I think I've known it, in the back of my mind at least, since I was a teenager. However, the revelation that "This is it. This is really it" has sunk in deep over the course of the past two years.
My whole life has been spent watching people enjoy the things I can't have, whilst I experience a gradual, soul sucking decline in return. Envy doesn't even begin to describe it.
When I was 6/7 years old, I remember sitting in an art classroom and being instructed to make a gift for mother's day. I looked around and everyone was busy scrawling down adoration for their loving parents on their handmade cards and artwork.
I didn't know what to do, because my mommy didn't want me. She abandoned me, only coming around when she wanted something (usually money) from my grandparents. Who was I meant to write to?

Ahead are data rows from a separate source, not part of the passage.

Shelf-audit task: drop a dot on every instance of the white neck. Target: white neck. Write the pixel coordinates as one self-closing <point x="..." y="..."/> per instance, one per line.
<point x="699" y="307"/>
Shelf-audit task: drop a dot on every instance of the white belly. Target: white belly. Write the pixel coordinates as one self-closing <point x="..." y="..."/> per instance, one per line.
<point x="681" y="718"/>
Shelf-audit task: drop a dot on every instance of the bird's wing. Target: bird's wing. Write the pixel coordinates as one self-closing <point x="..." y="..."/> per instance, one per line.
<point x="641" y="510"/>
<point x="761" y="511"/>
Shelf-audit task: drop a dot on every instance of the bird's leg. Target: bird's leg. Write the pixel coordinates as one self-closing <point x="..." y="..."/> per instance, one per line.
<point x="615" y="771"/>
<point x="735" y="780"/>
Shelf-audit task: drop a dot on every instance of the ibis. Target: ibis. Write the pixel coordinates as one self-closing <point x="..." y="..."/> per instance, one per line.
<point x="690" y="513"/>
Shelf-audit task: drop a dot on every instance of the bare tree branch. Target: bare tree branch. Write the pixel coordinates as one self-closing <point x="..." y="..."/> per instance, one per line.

In that moment, I realized I was unlike everyone else, not only because I was suffering from undiagnosed autism and developmental delays, but due to the fact that I was damaged goods. At 6 years old, I knew I was a defective product and an outcast of society.
My whole life has been ruined due to circumstances determined at birth. I have been lied to on so many ocassions, constantly assured that things will get better the older I get and the more freedoms I am granted with the advent of adulthood, but it has only gotten worse and worse.
No matter how much my situation kept changing, people only offered the same trite, nebulous platitudes. The gap between me and healthy, able bodied individuals with loving families only continues to increase as time marches on.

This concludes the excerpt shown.